Local restrictions, logistics hurdles pose challenges
Thanks to China's cheap but high-quality commodities and proximity, e-commerce giant Alibaba Group Holding has achieved fast growth in its cross-border e-commerce business in Russia despite the challenges of local competitors' opposition and an underdeveloped logistics industry.
Alibaba's AliExpress became the largest e-commerce platform in Russia in 2016, with around 22.56 million users in the country, GQ China reported on Tuesday.
AliExpress, the company's international wing, is a wholesale site that serves 243 countries and regions such as Russia and Brazil.
Russia is a major overseas market for Alibaba, mainly due to the country's reliance on cheap but high-quality Chinese commodities such as daily necessities and clothes, according to Lu Zhenwang, founder of Shanghai Wanqing Commerce Consulting.
"For most small and medium-sized Russian retailers who cooperate with Chinese e-commerce platforms, their costs will not drop if they import Chinese products through traditional means.
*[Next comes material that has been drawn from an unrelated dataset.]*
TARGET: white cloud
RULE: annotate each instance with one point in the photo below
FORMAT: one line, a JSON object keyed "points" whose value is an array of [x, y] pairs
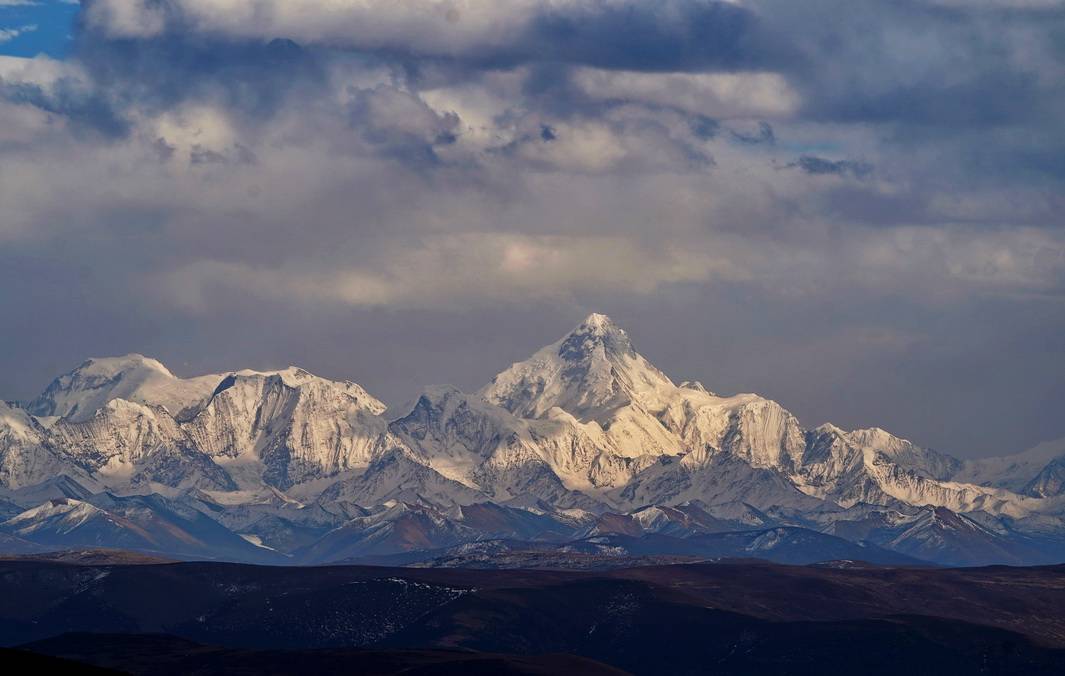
{"points": [[724, 95], [7, 34]]}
But selling goods on cross-border e-commerce platforms is more convenient and efficient, considering Russia's low population density," he told the Global Times on Tuesday.
Liu Dingding, an independent Internet industry analyst, told the Global Times on Tuesday that China's "One Belt and One Road" initiative, the strategic cooperation between the two countries and geographic proximity are inherent advantages for cross-border e-commerce between China and Russia.
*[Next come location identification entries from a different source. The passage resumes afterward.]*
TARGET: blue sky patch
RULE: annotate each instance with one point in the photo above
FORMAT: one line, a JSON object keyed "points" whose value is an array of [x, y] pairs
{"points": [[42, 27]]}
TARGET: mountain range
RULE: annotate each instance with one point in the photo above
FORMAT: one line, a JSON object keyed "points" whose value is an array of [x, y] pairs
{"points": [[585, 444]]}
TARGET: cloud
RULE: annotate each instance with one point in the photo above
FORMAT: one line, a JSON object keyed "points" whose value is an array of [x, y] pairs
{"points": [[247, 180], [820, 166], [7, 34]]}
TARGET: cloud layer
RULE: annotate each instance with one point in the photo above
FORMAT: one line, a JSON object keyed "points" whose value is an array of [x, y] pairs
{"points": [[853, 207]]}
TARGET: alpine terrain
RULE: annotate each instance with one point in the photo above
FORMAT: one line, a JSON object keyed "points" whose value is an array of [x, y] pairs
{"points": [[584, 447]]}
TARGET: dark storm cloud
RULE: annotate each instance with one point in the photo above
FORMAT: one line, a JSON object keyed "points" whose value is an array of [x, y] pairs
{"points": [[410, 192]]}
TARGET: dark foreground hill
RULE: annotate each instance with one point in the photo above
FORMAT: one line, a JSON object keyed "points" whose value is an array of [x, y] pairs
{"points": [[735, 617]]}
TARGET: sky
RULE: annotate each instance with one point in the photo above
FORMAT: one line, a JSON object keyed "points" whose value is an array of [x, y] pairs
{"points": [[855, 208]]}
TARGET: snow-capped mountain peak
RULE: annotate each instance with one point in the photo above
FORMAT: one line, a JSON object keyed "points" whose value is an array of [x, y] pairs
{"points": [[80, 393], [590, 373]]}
Russia is the second-largest destination for China's cross-border e-commerce exports, Commerce Minister Gao Hucheng said at a press conference in Beijing on Tuesday. Cross-border e-commerce totaled $1.2 billion in the first half of 2016, characterized by rapid growth, various products and diversified selling methods, he said.
In the fourth quarter of 2016, Alibaba's revenue from the international commerce retail business reached 2.45 billion yuan ($353 million), an increase of 288 percent from the same period of 2015. The growth mainly came from the revenue of AliExpress and the consolidation of Singapore e-commerce firm Lazada, according to a statement on the company's website in January.
The number of visitors on AliExpress' website surpassed 15.6 million each month and on average, some 300,000 packages are sent from China to Russia every day, statistics from Fuzhou Customs showed in December 2016.
However, the e-commerce giant's expansion into Russia has not gone smoothly, because it faced the challenges of local e-commerce platforms' opposition and an underdeveloped express delivery system.
Some local platforms asked Russian authorities to lower the duty-free cross-border shopping quota to 33 euros ($34.78) per month from 1,000 euros to protect their interests, GQ China reported on Tuesday.
A well-developed logistics system is very important for e-commerce platforms, but the express delivery industry in Russia is still in its early stages, compared with China, domestic news portal people.com.cn reported in December 2016.
About 95 percent of AliExpress' packages to Russia are sent by ordinary mail, which means that buyers can't track their items during the 15- to 30-day delivery period, according to the report.
"The slow delivery shows that cross-border e-commerce will not be a mainstream choice for commodities exported to Russia. Russians' preference for cheap but high-quality Chinese products instead of high-end brands is another bottleneck for the longer-term development of Alibaba's cross-border business in the country," Lu said.
Alibaba's logistics arm (comprising Cainiao and AliExpress) announced in January plans to upgrade its logistics service to countries including Russia, Belarus and Ukraine starting from February 7, domestic news outlet ce.cn reported. As part of the upgrading, sellers must provide tracking numbers to customers.
"We continue to see opportunities in overseas markets where we bring a unique value proposition to merchants and consumers," Alibaba said in the statement on its website.
AliExpress will develop markets in remote areas of Russia to bring convenience to consumers in these areas, according to the people.com.cn report.
However, Liu said the potential for cross-border e-commerce is limited as physical retailing in Russia is highly developed.